Last week, the Star Tribune reported that the Minnesota Pollution Control Agency (MPCA) was "largely cleared" of "procedural irregularities" in its issuance of the water pollution permit for the controversial proposed PolyMet copper-nickel mine (front page, Sept. 4).
PolyMet permit: Secrecy, manipulation and a low bar for Minnesota agencies
Counterpoint: The full story on the MPCA's procedures.
By Janet Keough and Paula Maccabee
But the real story of this case is one of secrecy, manipulation and the low ethical bar for Minnesota agencies.
The district court found facts that confirmed the claims made by environmental groups, tribes and whistleblowers. What are these facts? 1) The MPCA knew that the U.S. Environmental Protection Agency intended to send written comments on the draft PolyMet permit. 2) The MPCA asked the EPA to withhold these comments. 3) When EPA professional staff did not agree to withhold their comments, MPCA Commissioner John Linc Stine and Assistant Commissioner Shannon Lotthammer lobbied political appointees.
The judge found that "Ms. Lotthammer's goal was to procure an agreement from the EPA to forgo sending comments during the public comment period." The judge found that Lotthammer stated that if the EPA sent its written comments "it would confuse the public" and "create a good deal of press."

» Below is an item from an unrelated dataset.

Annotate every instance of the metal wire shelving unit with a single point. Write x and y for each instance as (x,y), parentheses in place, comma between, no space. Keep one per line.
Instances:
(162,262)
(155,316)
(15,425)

The MPCA's manipulation of the Clean Water Act permitting process was not only unusual, it was consequential. The EPA informed the MPCA that the EPA's written comments on the PolyMet permit were highly critical. EPA scientists and lawyers had concluded that the PolyMet permit would result in pollution harming aquatic life and human health and violate the Clean Water Act. The PolyMet permit would be unenforceable. Even worse, the permit would not protect downstream communities, including the Fond du Lac reservation, from increased mercury contamination of fish.
These are the EPA comments the MPCA didn't want the public to see. And the MPCA's pressure on EPA to keep its comments about a water pollution permit hidden from the press and the public was completely unprecedented.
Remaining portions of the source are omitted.